The team competing in their recent SCAC competition

TU Gaming started out pretty simply. A small group of Trinity students came together in 2008 to play games, relax and catch up with each other. Over the years, the club developed in order to accommodate its expanding community, but the philosophy at its core hasn’t changed.

This week, the club is playing “Pokémon Showdown.” Drew Bullinger, a junior computer science major, explained that, even on tournament nights, the atmosphere is pretty relaxed. Bullinger joined the club as a first-year after approaching them in the courtyard during the Student Involvement Fair.

“I remember there was the Student Involvement Fair. And I saw that there was a table set-up, and they had the gaming club there, and they had ‘Smash Bros.’ on a [Nintendo] Switch. So I played on one Joy-Con.”

Bullinger isn’t the only one who was enticed by “Super Smash Bros. Ultimate.” Jackson Fraley is a sophomore majoring in computer science who joined the club exclusively to play Smash Bros.

“I played in high school, and we do the bi-weekly tournaments here,” Fraley said. “I just joined those. I hung out and I became friends with the people, and I did the other things too.”

Though tournaments are a large part of gaming with the club, he says that there’s also more to it.

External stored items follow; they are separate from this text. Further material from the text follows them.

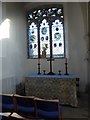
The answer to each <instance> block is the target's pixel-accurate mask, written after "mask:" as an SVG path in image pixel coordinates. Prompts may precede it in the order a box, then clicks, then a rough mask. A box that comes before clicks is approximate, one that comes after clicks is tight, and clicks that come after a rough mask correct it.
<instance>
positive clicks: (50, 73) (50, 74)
mask: <svg viewBox="0 0 90 120" xmlns="http://www.w3.org/2000/svg"><path fill="white" fill-rule="evenodd" d="M47 61H50V64H49V65H50V66H49V69H50V72H49V73H48V75H54V74H55V73H53V72H52V61H54V58H51V57H50V58H48V59H47Z"/></svg>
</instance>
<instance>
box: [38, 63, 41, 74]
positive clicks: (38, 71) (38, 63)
mask: <svg viewBox="0 0 90 120" xmlns="http://www.w3.org/2000/svg"><path fill="white" fill-rule="evenodd" d="M38 74H41V73H40V63H38Z"/></svg>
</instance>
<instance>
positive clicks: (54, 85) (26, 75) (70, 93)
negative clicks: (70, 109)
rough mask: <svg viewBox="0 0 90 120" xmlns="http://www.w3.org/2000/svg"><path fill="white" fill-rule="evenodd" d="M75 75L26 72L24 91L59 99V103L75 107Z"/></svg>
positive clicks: (75, 101) (75, 102)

“You wouldn’t really play if the competition aspect and playing a tournament wasn’t fun. But I think the main part that’s fun […] is that you’re able to play with people, and you’re able to get a bunch of games in,” Fraley said.

Those looking for games other than “Smash Bros.” might be happy to hear that the club hosts multiplayer game nights every other Friday at 5:30 in CSI, featuring “Among Us,” “Mario Kart” and the ever-present “Pokémon Showdown.” In addition, there’s a game called “Garfield Kart” that caught on among the members and now features regularly at game nights.

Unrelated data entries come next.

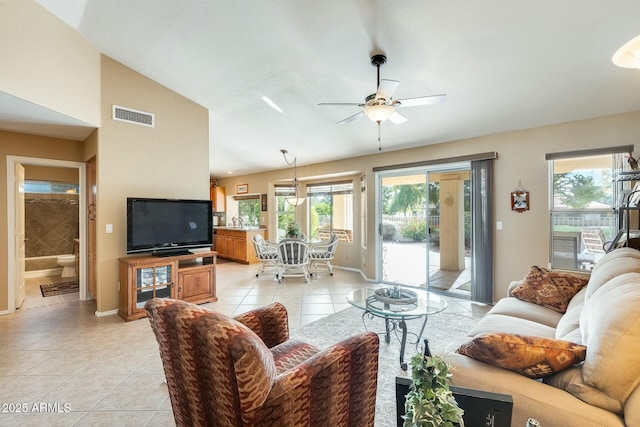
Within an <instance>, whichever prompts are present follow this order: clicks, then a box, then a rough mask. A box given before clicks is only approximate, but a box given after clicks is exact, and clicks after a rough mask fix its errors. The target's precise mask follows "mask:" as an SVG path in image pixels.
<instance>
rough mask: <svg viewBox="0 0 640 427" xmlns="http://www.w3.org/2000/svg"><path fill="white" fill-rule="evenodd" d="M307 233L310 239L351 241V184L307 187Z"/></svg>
mask: <svg viewBox="0 0 640 427" xmlns="http://www.w3.org/2000/svg"><path fill="white" fill-rule="evenodd" d="M307 197H308V200H309V232H310V237H311V238H312V239H320V240H329V237H330V236H331V233H337V234H338V237H339V238H340V241H342V242H351V241H353V182H351V181H349V182H335V183H325V184H309V185H307Z"/></svg>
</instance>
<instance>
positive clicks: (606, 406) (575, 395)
mask: <svg viewBox="0 0 640 427" xmlns="http://www.w3.org/2000/svg"><path fill="white" fill-rule="evenodd" d="M544 382H545V383H547V384H549V385H552V386H554V387H557V388H559V389H561V390H565V391H568V392H569V393H571V394H572V395H574V396H575V397H577V398H578V399H580V400H582V401H584V402H587V403H588V404H590V405H593V406H597V407H598V408H602V409H606V410H607V411H611V412H615V413H616V414H622V405H621V404H620V402H618V401H617V400H615V399H612V398H611V397H609V396H607V395H606V394H604V393H603V392H602V391H600V390H598V389H597V388H595V387H592V386H590V385H589V384H585V383H584V381H583V380H582V367H581V366H574V367H572V368H569V369H566V370H564V371H562V372H558V373H557V374H554V375H551V376H548V377H546V378H545V379H544Z"/></svg>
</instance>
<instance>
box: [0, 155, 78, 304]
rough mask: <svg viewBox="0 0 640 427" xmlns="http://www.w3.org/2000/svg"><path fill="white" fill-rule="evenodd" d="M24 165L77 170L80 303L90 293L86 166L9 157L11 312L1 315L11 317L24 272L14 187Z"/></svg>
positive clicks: (8, 207) (7, 272)
mask: <svg viewBox="0 0 640 427" xmlns="http://www.w3.org/2000/svg"><path fill="white" fill-rule="evenodd" d="M21 166H44V167H59V168H74V169H77V171H78V184H79V200H78V204H79V212H80V214H79V218H78V219H79V233H78V234H79V236H78V241H79V248H80V249H79V253H80V262H79V269H78V270H79V271H78V280H79V298H80V300H83V301H84V300H86V299H88V293H87V280H86V272H87V220H86V215H84V212H86V189H85V187H86V164H85V163H83V162H72V161H65V160H52V159H40V158H32V157H18V156H7V222H8V230H10V234H11V235H10V236H8V260H7V261H8V269H7V270H8V271H7V283H8V286H7V293H8V309H7V311H6V312H0V314H8V313H13V312H15V310H16V308H17V305H18V304H17V296H18V295H19V294H18V293H19V292H20V288H19V286H20V284H19V278H20V277H21V276H22V275H24V271H19V270H21V268H24V267H20V264H21V263H19V262H17V261H18V258H19V257H20V255H19V253H17V252H18V251H17V249H16V245H15V244H14V242H15V241H16V235H15V234H16V232H15V230H16V225H17V223H18V222H19V221H20V219H19V218H17V215H18V214H17V213H16V203H17V201H18V200H19V194H18V190H16V188H17V187H16V185H14V175H15V173H16V170H19V169H20V167H21Z"/></svg>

When asked about the structure of each meeting, Fraley said that, while the club has branched out recently,

“We’re trying to set up things that are a little more different, but I don’t think anything will ever really break from the structure of ‘meet, play game and then leave.’ It’s a gaming club, so you’re gonna play a game.” Fraley said.

Justin Bosco, a junior computer science major, named some other activities the group has done outside of tournaments.

“The general atmosphere is definitely casual,” Bullinger said. “It’s a lot of fun. I mean, it’s people meeting over a common hobby.”

Olivia Bowen, a sophomore biochemistry and molecular biology major, elaborated on her experience with the Smash Bros. tournaments she regularly competes in.

“I think the part [of the tournament] that I enjoyed most is the side events. Because we have the competitive singles bracket, and we always have a fun side to it. Like one time we had ‘two people, one controller,’ so we have to share a controller. And those are always so fun because I feel like they’re definitely not serious at all. You can just go crazy,” Bowen said.

Bosco, who also regularly competes in tournaments, explained how the club helps to alleviate the pressure of competing in a tournament.

“Sometimes the tournaments can be a little like, ‘Okay, I gotta focus so I can try to make it a little bit further than last time.’ The side event is there just to have more fun with it and keep you from getting too frustrated with things,” Bosco said.

Bullinger reflected on some of the things he would like to see happen to the club in the future.

“Maybe it’s just because it’s a group of people on campus in gaming … but it’s mostly guys. And seeing that not be the case would be cool. We’re not like “we need girl gamers out here.” It’s like, there aren’t a whole lot, but we want that to be welcoming and open.”

TU Gaming meets every Friday at 5:30 p.m. in the Cube in CSI.